God also sings His own song in the Book of Job, putting a series of questions to Job and his faithless friends to remind them of who He is and who they are: “Where were you when I laid the foundation of the earth?” he asks. “Have you commanded the morning since your days began? …“Do you give the horse his might? …"Is it by your wisdom that the hawk soars, and spreads his wings toward the south? Is it at your command that the eagle mounts up and makes his nest on high? … Can you draw out Levi'athan with a fishhook, or press down his tongue with a cord?” (40:4, 12, 19, 26, 27 ,41:1)
God is great. There is none greater. And He shows us this not only in the stars and seas, but also in the Eucharist. He is the Lord of all, including the Lord of matter. He is its creator. And when He wills it, He can change the substance of matter without changing the appearance of matter. Which He does will. Bread to Body. Wine to Blood. Not just once, but a billion times. Again and again and again, from age to age, culture to culture, in every parish and every cathedral, wherever a priest configured to Him, standing in His stead, says the words first spoken at the Last Supper over bread and wine.
In the Eucharist, the Creator takes on the form of the created.

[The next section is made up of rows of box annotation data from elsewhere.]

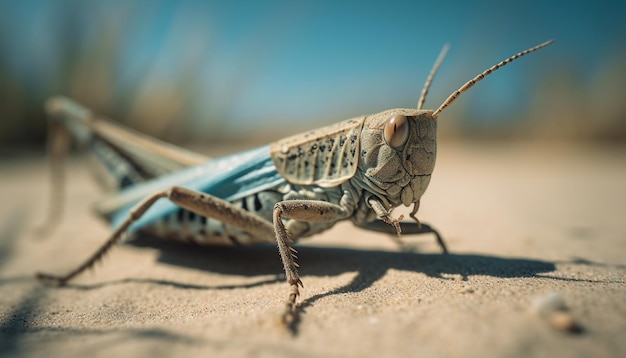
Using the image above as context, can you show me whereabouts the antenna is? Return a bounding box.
[433,40,554,119]
[417,44,450,109]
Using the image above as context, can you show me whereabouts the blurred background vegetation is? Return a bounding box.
[0,0,626,150]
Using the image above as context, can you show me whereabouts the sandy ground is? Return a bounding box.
[0,143,626,357]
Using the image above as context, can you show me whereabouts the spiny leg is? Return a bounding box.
[367,197,404,238]
[273,200,348,325]
[37,187,274,285]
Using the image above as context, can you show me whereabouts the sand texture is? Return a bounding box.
[0,143,626,358]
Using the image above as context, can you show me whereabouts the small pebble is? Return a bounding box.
[531,292,582,333]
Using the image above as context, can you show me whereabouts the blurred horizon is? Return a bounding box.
[0,0,626,147]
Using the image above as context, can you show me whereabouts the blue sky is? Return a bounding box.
[0,0,626,139]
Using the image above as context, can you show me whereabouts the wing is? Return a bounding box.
[46,97,210,187]
[97,146,286,231]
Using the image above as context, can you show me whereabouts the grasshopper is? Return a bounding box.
[37,41,552,320]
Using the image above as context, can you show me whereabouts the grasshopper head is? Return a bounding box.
[359,109,437,207]
[359,41,553,212]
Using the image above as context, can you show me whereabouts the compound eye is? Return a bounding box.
[384,114,409,149]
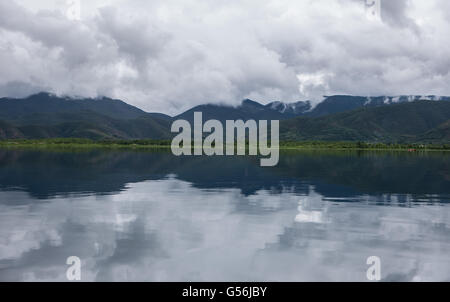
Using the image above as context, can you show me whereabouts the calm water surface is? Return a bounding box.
[0,150,450,281]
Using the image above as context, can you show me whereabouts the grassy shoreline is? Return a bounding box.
[0,139,450,152]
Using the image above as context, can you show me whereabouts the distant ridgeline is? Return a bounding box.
[0,93,450,143]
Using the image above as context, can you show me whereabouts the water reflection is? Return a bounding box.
[0,151,450,281]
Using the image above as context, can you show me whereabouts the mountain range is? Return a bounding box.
[0,92,450,143]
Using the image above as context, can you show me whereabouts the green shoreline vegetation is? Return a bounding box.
[0,138,450,152]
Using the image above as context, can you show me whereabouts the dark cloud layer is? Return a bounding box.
[0,0,450,113]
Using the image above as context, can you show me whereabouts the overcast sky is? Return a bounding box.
[0,0,450,114]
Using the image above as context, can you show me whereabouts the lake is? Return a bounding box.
[0,149,450,281]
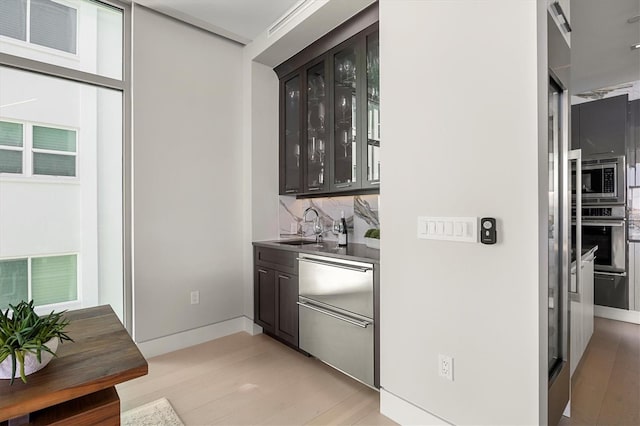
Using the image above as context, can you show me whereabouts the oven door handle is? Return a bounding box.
[594,271,627,277]
[296,302,371,328]
[574,219,625,227]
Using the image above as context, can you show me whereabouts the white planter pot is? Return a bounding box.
[364,238,380,250]
[0,337,60,379]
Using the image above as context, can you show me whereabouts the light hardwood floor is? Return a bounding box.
[117,333,395,425]
[560,318,640,426]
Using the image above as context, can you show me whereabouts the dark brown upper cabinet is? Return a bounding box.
[571,95,628,159]
[275,4,380,196]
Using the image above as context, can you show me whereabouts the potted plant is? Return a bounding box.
[364,228,380,250]
[0,300,73,384]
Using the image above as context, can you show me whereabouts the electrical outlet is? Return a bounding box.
[438,354,453,381]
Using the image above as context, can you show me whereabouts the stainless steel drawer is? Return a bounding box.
[298,255,373,318]
[298,298,374,386]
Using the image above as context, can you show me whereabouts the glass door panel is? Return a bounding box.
[366,33,380,183]
[306,61,329,191]
[280,75,302,193]
[548,81,565,376]
[333,46,358,189]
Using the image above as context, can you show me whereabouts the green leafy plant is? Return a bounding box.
[0,300,73,384]
[364,228,380,240]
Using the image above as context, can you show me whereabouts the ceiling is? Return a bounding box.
[570,0,640,93]
[134,0,300,44]
[134,0,640,93]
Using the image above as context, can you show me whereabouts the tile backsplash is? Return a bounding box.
[278,195,380,243]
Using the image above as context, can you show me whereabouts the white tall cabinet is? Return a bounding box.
[570,248,597,376]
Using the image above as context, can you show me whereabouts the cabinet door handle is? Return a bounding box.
[551,1,571,33]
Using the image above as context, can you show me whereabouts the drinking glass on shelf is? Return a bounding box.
[313,217,324,247]
[317,138,324,166]
[331,219,342,249]
[338,95,347,122]
[340,130,351,158]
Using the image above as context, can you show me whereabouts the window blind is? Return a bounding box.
[0,120,23,146]
[0,259,29,309]
[0,0,27,41]
[30,0,77,54]
[31,254,78,306]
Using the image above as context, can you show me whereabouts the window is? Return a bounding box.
[0,254,78,309]
[0,0,78,54]
[0,121,77,177]
[0,0,124,80]
[0,121,24,173]
[0,0,131,329]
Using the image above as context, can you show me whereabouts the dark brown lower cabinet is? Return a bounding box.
[254,247,298,348]
[254,266,276,333]
[276,272,298,347]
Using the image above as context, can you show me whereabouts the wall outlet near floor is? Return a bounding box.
[438,354,453,381]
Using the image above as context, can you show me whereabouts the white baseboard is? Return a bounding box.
[593,305,640,324]
[380,388,451,425]
[243,317,262,336]
[136,316,262,358]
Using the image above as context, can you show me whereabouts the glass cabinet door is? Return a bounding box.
[280,75,302,194]
[332,45,358,190]
[365,32,380,185]
[305,61,329,191]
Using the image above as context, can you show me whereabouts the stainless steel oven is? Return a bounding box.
[573,206,629,309]
[571,156,625,205]
[298,254,374,386]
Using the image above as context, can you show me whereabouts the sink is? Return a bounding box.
[277,240,316,246]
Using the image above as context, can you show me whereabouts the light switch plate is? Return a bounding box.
[418,216,478,243]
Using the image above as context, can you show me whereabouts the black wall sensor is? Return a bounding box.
[480,217,498,244]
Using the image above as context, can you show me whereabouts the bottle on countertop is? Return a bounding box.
[338,210,348,247]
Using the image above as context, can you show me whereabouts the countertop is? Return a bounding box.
[253,240,380,264]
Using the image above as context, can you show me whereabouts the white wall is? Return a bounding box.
[132,5,244,342]
[380,0,546,425]
[242,60,278,318]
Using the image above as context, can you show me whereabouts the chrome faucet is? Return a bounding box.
[302,207,322,247]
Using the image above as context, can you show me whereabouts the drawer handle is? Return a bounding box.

The created is transubstantiated into the Creator. The Lord and God of all, the source of Being Himself, appears to us as a tiny piece of bread. No miracle in Scripture—not the raising of the dead, not the parting of the Red Sea, not the multiplication of the loaves and fishes—compares to what happens every day, sometimes two, three, four times a day, in the Liturgy of the Eucharist at your local parish.
But the greatest sign of God’s greatness is also a sign of His littleness—His utter and complete humility. It wasn’t enough for God to humble Himself by taking up residence in a woman’s womb or being born among a poor and stiff-necked people. It wasn’t enough to labor as a carpenter, keep company with prostitutes, wash the feet of His servants, suffer the words and whips of His creatures, or walk the road to Calvary, where He died a criminal’s death. None of that even came close to revealing the depths of His humility. That is only revealed in the Eucharist, where the One who spoke worlds into being, takes on the form of bread and wine and lets the broken feast upon Him.
In the Eucharist, the Lord of All gives Himself without reservation. He enters into the holy and unholy, the rich and poor, the faithful and faithless. He asks those who reject Him or who are not in union with His Church to not receive Him. He asks those who are still unrepentant in sin to not take Him into their bodies for in doing so they bring condemnation on themselves. But when these souls present themselves for Communion just the same, no lightening strikes. He endures unbelief and disinterest, scorn and sacrilege, because He counted the cost and found such scandal worth it. It doesn’t matter how unworthy and how unloving a congregation is, He shows up anyhow. No matter the architecture, no matter the music, no matter the sins of the man repeating the words of the Last Supper, Jesus still shows up. He is there. Even when our hearts are not.
Necessary Reminders
Why do these lessons matter? Why is this perpetual testimony to God’s greatness and His littleness so very important?
Because we forget. We forget all the time.